Il existe une chose plus agréable que la volupté même d'Épicure, c'est la
tempérance et la sagesse.
2° - THÉORIE
ÉPICURIENNE DES DÉSIRS.
LE SOUVERAIN DÉSIRABLE.
Si Épicure erre et se contredit en ce
qui concerne la nature du plaisir, il ne se trompe pas moins au sujet de la
nature et de l'objet du désir.
1° Le désir et la passion, confondus par Epicure.
Les stoïciens admettaient deux genres de désirs bien distincts : le désir
passionné, où la raison n'a point de part, (epithumia), et le désir
naturel (orexis), qui naît d'un besoin de la nature compris par la
raison. Épicure, lui, ramenant la raison même aux sens, trouvait l'origine de
tout désir dans la sensation ; l'epithumia n'était donc point pour lui
distincte de l'orexis, et la sagesse ne pouvait consister à supprimer la
passion, mais à la régler.
Cicéron répond avec les stoïciens que le vice consistant dans l'irrationnel, la
passion, qui est essentiellement irrationnelle, est essentiellement vicieuse. La
vertu, si elle ne consiste qu'à modérer la passion, ne consistera donc qu'à
modérer le vice ! "L'avarice aura sa mesure, l'adultère, sa mesure, la débauche,
sa mesure ! Quelle philosophie que celle qui ne s'occupe pas à détruire le vice,
mais seulement à le régler !"
2°
L'absence de douleur n'est pas un objet de désir.
Selon Épicure, le suprême désirable, c'est le plaisir du repos, qui, en dernière
analyse, se ramène à l'absence de douleur.
Mais comment un état purement négatif, tel que l'absence de douleur, pourrait-il
exciter le désir ? Il est évident que ni les enfants ni les animaux, dont
Épicure aime à invoquer l'exemple, ne recherchent dans leurs premiers désirs
l'absence de douleur.
Non, direz-vous, ils recherchent et désirent le plaisir proprement dit, le
plaisir du mouvement. Mais alors vous vous contredisez vous-mêmes. Vous demandez
à la nature quelle est la fin primitivement désirée par elle pour en faire votre
souverain bien ; elle vous répond que c'est le plaisir sous sa forme la plus
visible, le plaisir du mouvement, et vous placez ensuite le souverain bien dans
l'absence de douleur ! Vous établissez, ainsi une opposition complète entre ce
qui est souverainement désirable et ce qui, est naturellement désiré.

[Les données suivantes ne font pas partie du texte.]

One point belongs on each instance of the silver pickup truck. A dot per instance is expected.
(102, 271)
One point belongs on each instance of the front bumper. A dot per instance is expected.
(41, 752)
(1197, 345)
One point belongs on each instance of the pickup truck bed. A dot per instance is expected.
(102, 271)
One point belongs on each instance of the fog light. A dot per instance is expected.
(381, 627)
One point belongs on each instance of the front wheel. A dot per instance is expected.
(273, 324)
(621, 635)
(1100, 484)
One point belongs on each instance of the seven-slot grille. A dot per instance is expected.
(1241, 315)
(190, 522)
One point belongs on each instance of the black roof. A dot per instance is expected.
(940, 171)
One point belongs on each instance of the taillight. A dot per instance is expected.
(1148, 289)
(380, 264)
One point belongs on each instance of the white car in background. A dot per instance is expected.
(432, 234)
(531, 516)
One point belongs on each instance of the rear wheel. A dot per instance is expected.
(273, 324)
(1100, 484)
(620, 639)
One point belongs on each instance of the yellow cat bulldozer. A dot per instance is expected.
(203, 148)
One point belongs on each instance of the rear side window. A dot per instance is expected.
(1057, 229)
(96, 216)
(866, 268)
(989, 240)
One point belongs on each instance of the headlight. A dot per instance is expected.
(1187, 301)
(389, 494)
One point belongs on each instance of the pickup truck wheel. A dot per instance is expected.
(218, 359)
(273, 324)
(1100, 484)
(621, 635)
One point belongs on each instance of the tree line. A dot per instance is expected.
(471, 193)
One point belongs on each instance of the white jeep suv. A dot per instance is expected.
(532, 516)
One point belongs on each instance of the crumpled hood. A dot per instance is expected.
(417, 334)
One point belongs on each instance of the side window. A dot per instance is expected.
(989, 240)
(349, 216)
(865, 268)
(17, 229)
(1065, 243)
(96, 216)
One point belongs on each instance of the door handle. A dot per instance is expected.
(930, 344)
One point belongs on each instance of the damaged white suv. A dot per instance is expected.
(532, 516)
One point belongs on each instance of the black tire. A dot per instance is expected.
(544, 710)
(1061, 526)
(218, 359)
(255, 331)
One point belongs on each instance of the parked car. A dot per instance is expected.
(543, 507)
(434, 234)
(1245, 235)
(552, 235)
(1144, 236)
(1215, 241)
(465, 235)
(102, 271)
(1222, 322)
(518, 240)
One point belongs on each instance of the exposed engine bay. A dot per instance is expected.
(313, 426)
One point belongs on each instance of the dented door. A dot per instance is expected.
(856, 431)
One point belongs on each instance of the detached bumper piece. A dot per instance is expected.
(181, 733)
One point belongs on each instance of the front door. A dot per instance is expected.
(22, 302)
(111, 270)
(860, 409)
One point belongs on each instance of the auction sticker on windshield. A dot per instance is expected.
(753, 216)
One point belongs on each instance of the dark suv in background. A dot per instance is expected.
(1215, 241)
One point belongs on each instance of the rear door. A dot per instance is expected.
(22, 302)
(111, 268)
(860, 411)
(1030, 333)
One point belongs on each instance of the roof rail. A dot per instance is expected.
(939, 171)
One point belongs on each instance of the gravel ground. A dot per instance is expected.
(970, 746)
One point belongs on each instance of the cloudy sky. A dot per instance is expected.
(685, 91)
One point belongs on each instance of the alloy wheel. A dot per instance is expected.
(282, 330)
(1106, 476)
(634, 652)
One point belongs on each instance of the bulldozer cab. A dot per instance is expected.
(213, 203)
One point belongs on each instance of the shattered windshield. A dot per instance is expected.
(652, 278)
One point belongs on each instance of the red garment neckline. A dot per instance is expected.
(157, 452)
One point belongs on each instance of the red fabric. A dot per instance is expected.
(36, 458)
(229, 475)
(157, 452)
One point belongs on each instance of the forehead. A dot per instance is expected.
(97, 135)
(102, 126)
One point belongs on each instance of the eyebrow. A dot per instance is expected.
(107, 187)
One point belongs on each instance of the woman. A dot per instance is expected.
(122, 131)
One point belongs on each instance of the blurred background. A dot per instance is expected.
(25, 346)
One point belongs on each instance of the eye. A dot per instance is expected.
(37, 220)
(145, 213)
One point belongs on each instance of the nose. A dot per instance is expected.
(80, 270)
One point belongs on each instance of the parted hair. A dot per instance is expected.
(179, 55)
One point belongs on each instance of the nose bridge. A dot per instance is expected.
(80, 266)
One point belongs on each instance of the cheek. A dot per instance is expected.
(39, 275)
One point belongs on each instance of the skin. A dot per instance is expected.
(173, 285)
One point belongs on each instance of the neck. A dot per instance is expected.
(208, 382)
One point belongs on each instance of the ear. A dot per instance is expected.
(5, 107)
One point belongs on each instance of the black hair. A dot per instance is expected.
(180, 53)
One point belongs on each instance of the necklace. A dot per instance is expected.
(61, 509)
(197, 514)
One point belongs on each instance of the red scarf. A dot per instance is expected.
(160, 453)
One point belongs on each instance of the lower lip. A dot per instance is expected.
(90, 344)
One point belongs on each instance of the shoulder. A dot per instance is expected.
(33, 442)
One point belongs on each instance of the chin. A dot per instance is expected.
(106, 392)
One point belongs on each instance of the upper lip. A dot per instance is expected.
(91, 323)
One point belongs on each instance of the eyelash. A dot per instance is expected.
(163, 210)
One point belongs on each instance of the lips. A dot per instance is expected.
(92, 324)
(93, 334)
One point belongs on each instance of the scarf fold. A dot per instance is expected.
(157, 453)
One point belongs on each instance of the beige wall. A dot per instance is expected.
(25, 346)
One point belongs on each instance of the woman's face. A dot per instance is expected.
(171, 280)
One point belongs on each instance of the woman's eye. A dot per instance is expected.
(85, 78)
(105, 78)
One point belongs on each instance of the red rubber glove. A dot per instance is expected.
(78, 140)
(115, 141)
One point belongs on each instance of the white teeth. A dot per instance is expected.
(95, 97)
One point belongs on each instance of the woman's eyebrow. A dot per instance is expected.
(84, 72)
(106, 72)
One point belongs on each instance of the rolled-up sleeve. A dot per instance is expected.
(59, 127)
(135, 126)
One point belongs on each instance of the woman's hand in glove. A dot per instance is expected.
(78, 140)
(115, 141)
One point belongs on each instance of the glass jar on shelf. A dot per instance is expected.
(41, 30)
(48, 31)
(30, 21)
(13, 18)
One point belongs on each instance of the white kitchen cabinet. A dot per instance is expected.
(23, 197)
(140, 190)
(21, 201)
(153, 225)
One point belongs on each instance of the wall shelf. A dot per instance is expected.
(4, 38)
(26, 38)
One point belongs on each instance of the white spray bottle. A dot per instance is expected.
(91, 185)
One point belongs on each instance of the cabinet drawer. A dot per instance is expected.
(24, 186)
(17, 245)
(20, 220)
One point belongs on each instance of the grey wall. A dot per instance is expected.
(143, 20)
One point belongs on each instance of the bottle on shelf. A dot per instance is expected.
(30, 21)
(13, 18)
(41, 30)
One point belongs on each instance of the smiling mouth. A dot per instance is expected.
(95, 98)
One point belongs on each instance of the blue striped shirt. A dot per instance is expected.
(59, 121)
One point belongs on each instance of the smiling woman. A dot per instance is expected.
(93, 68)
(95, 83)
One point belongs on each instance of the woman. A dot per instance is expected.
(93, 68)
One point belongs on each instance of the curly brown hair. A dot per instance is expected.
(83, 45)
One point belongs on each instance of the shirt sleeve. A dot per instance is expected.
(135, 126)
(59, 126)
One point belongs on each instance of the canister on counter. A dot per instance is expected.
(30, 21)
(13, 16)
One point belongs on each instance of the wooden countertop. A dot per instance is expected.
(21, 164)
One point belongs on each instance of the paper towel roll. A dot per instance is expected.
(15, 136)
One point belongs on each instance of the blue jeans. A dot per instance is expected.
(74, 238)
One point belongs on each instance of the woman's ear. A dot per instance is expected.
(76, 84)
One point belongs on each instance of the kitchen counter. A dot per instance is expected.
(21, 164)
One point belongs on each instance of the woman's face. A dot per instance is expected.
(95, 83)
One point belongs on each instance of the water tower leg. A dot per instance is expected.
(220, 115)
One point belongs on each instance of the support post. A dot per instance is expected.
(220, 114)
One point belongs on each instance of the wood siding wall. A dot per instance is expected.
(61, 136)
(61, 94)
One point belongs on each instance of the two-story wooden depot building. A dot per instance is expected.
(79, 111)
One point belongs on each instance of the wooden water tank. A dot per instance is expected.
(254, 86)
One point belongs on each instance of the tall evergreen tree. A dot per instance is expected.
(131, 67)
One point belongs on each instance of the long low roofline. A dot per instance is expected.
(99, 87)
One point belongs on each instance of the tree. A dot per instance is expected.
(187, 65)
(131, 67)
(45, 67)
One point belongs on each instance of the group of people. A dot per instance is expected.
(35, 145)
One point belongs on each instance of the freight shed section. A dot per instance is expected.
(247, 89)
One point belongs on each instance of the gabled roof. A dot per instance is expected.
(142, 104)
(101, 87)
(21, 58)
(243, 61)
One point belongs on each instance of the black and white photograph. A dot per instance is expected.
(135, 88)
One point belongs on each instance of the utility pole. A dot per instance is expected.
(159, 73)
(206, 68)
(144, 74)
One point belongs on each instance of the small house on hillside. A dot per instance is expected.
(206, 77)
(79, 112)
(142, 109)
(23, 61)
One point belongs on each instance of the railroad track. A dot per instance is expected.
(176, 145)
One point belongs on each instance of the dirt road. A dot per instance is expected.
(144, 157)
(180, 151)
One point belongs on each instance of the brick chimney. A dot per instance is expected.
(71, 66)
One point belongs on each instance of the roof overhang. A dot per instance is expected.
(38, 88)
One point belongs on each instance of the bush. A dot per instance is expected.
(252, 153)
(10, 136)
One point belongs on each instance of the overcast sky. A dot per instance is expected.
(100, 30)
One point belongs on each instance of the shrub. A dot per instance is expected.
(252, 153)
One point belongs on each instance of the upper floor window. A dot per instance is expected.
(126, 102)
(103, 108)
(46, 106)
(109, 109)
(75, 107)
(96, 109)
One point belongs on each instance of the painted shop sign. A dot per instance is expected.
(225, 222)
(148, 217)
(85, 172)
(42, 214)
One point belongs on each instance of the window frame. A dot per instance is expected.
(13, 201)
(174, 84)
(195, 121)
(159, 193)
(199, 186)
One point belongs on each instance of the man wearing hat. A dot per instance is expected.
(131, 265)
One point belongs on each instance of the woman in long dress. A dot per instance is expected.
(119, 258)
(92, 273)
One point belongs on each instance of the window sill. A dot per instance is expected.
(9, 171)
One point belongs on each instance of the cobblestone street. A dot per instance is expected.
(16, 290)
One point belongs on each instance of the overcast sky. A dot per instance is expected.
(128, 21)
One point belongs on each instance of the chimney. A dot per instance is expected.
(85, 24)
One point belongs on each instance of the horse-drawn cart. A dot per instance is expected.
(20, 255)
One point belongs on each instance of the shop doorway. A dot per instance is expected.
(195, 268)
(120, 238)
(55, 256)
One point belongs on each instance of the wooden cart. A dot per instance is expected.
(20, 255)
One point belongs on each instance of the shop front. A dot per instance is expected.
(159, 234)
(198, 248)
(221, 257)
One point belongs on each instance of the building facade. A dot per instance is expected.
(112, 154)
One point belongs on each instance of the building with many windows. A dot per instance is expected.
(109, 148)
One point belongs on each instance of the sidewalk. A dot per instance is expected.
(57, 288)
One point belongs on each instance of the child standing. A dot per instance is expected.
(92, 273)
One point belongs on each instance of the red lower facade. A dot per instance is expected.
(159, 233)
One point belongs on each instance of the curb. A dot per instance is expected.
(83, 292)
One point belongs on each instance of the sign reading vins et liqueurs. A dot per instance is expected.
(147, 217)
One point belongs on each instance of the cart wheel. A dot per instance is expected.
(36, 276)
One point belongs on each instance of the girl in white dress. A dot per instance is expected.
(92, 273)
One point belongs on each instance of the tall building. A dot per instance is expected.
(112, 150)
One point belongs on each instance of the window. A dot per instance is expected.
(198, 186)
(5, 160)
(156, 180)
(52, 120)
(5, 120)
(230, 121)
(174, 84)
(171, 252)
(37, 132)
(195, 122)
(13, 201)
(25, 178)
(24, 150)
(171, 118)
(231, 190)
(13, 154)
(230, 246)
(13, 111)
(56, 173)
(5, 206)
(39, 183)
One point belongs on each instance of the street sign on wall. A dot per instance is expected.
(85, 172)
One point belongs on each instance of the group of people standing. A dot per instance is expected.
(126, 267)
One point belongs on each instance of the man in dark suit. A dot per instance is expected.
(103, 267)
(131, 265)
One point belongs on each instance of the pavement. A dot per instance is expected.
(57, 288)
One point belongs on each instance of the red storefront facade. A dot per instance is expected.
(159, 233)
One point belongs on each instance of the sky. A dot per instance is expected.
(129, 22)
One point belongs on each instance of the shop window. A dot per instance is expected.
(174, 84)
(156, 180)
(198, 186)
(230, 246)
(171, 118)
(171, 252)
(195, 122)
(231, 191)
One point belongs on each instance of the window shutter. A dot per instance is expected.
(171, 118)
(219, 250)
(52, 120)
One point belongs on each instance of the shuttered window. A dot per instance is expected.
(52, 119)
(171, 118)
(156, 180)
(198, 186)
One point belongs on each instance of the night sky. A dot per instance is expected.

3° Le plaisir même n'est pas l'objet primitif du désir.
Enfin, reste encore à savoir si ce que la nature recherche et désire tout
d'abord, c'est, comme le prétendent Épicure et Aristippe, le plaisir.
Avant d'avoir ressenti le plaisir, à quoi tend l'activité spontanée de tous les
êtres ? N’est-ce pas simplement à persévérer dans l'être ? En cherchant ainsi à
conserver notre être et à écarter les causes de destruction ; nous rencontrons
le plaisir ; mais nous ne le poursuivions pas tout d'abord. Le véritable objet
du désir, la vraie fin des êtres, c'est de se conserver, de conserver leur
nature, de vivre conformément à leur nature.
3° - THÉORIE DE LA
VERTU.
LE SOUVERAIN BIEN.
En dernière analyse, toute la théorie
d'Épicure, qui n'a guère été jusqu'ici examinée que dans ses prémisses, repose
sur ce principe fondamental : les sens sont seuls juges du bien et du mal, et ce
qu'ils reconnaissent comme le souverain agréable, ce qu'ils recherchent comme le
souverain désirable, c'est aussi le souverain bien.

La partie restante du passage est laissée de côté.